Un « taux de décharge » insuffisant

Mi-mai, le New York Times questionnait aussi cette hausse du lac, qui atteignait alors, selon une analyse d’images satellites, des niveaux inquiétants où l’eau paraissait déborder du sommet du barrage. « La raison de cette élévation significative n’est pas claire », écrivaient les journalistes. David Helms, un ancien météorologue de l’US Air Force, qui a fait des recherches sur le barrage, expliquait que les forces russes semblaient avoir ouvert trop peu de vannes pour contrôler le flux apporté par la fonte des neiges et les pluies printanières. « La rivière déverse beaucoup d’eau [dans le réservoir] et cela dépasse de loin le taux de décharge », affirmait-il au quotidien.

Depuis le 6 juin, Moscou et Kiev se rejettent la responsabilité de la destruction du barrage de Kakhovka, qui annonce une catastrophe humanitaire et écologique. Mise en cause dès mardi par l’Ukraine, qui l’a accusée d’avoir dynamité le barrage pour couper la route à une offensive dans le sud en direction de la Crimée, la Russie affirme à l’inverse qu’il s’agit d’un acte « barbare » commis par les Ukrainiens.

Continuer à refroidir la centrale nucléaire de Zaporijie

La destruction du barrage a aussi des conséquences sur le refroidissement de la centrale nucléaire de Zaporijie, sous contrôle russe. Le niveau du réservoir baisse continuellement depuis le 6 juin et a atteint le seuil critique de 12,7 m, le 8 juin à 6 heures.

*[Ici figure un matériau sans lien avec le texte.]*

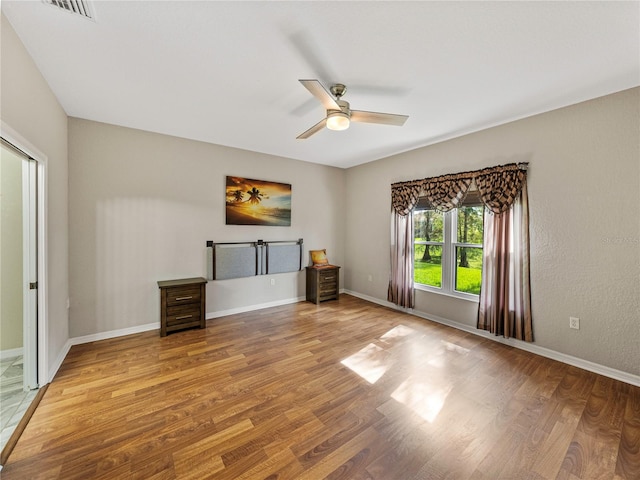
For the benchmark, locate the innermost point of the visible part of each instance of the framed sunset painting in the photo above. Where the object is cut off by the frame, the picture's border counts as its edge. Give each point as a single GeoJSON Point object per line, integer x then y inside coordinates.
{"type": "Point", "coordinates": [257, 202]}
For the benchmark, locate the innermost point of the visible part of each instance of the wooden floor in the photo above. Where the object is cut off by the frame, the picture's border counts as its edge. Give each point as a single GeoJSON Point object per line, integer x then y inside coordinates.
{"type": "Point", "coordinates": [347, 389]}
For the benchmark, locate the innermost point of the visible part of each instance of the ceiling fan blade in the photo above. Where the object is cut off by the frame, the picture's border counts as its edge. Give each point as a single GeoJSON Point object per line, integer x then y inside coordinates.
{"type": "Point", "coordinates": [377, 117]}
{"type": "Point", "coordinates": [318, 91]}
{"type": "Point", "coordinates": [315, 129]}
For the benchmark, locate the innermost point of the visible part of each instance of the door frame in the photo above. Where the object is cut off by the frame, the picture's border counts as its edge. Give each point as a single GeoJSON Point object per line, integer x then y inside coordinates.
{"type": "Point", "coordinates": [27, 147]}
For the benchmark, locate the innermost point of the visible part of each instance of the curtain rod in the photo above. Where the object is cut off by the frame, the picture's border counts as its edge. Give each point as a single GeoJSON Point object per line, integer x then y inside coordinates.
{"type": "Point", "coordinates": [524, 166]}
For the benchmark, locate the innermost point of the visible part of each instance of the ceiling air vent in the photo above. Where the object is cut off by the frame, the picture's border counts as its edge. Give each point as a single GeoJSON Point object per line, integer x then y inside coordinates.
{"type": "Point", "coordinates": [80, 7]}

Dans un communiqué, l’AIEA a souligné cependant que les opérations de pompage devraient « pouvoir se poursuivre même si le niveau descendait au-dessous » et fixe désormais la limite à « 11 mètres, voire plus bas ». Le bassin de rétention, des réserves plus petites et des puits sur place « peuvent fournir de l’eau de refroidissement pour plusieurs mois », a précisé l’AIEA.

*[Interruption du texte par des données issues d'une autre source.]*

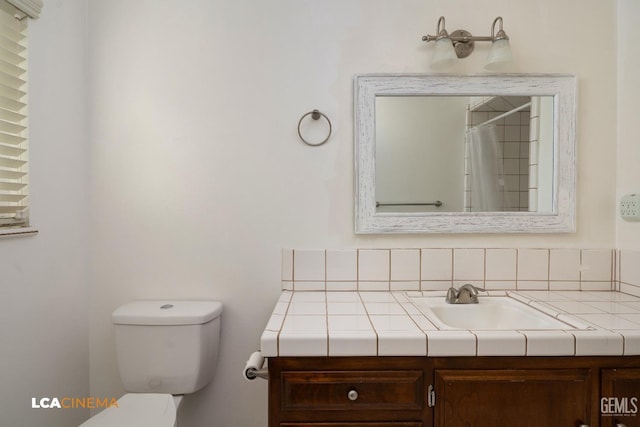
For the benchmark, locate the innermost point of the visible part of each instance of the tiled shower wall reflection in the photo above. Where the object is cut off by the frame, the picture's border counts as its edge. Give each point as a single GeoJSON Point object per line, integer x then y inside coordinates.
{"type": "Point", "coordinates": [438, 269]}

Localisation de la centrale nucléaire de Zaporijie par rapport au barrage et à la centrale hydroélectrique de Kakhovka. - IRSN

L’Institut de radioprotection et de sûreté nucléaire français (IRSN), qui suit l’évolution du niveau du lac de Kakhovka, n’est pas en mesure de fournir des d’explications concernant l’élévation observée entre février et mai. « L’inquiétude aujourd’hui pour la centrale est liée à la tenue de la digue », pointe Karine Herviou, directrice générale adjointe, chargée du pôle sûreté nucléaire à l’Institut. Avec la baisse du niveau du Dniepr, « le risque, c’est la perte d’étanchéité du bassin [de rétention] voire l’effacement de la digue qui l’entoure du fait de la pression exercée par l’eau contenue dans le bassin, souligne-t-elle. La digue n’a pas été dimensionnée pour tenir s’il n’y a pas d’eau de l’autre côté. »

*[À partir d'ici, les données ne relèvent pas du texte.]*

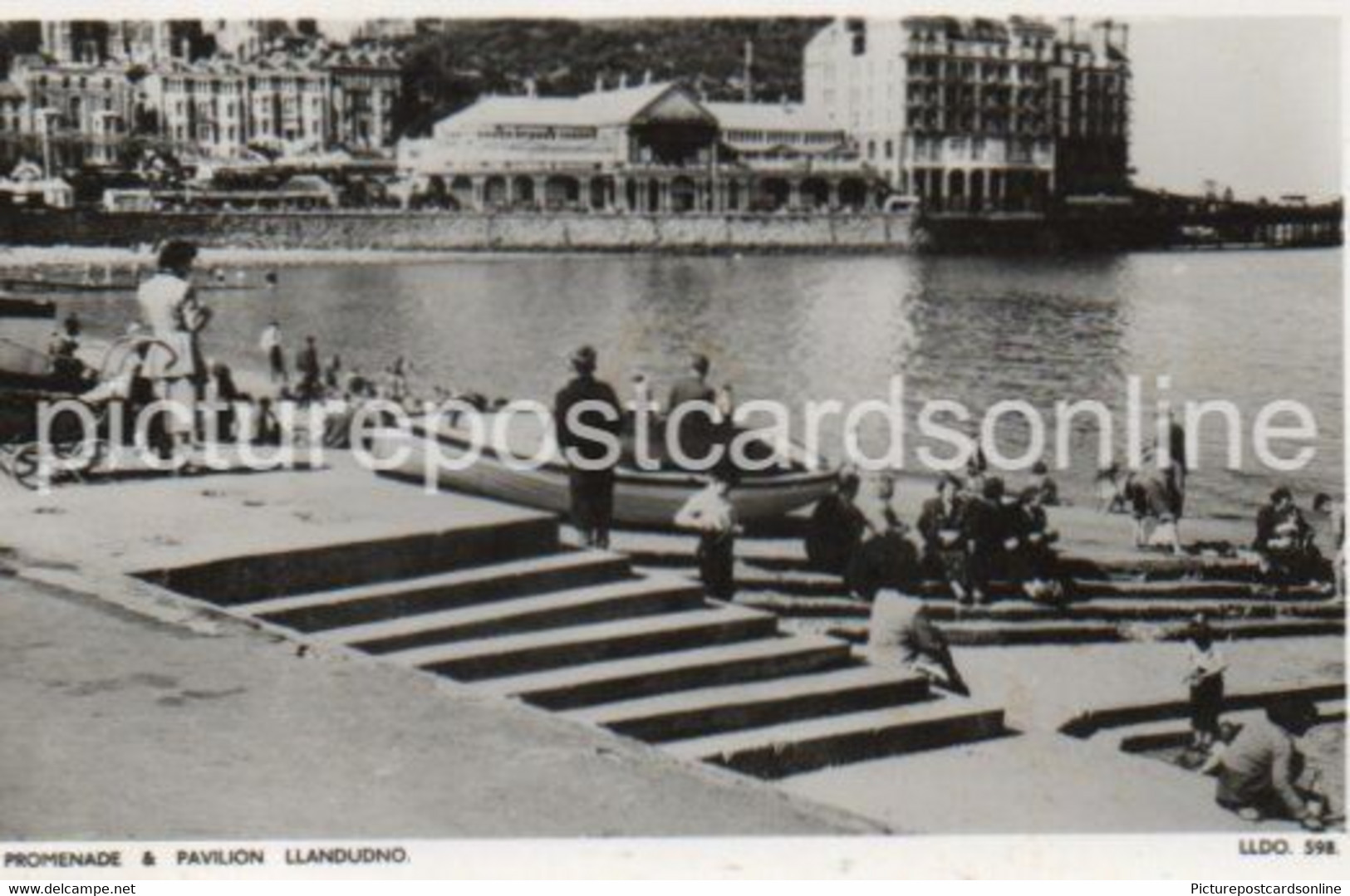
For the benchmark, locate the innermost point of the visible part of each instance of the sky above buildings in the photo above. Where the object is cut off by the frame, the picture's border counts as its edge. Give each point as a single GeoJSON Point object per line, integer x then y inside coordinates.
{"type": "Point", "coordinates": [1252, 103]}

Dans le cadre des stress tests post-Fukushima, l’exploitant ukrainien a estimé que la tenue de la digue est garantie pour un niveau de 10 m au droit de la centrale, souligne une note de l’IRSN, qui va suivre « attentivement la situation dans les prochains jours ». Si jamais cette digue s’efface, des camions pompe pourraient permettre d’assurer l’appoint nécessaire dans les bassins fontaines à partir de l’eau restante dans le Dniepr, ajoute l’IRSN.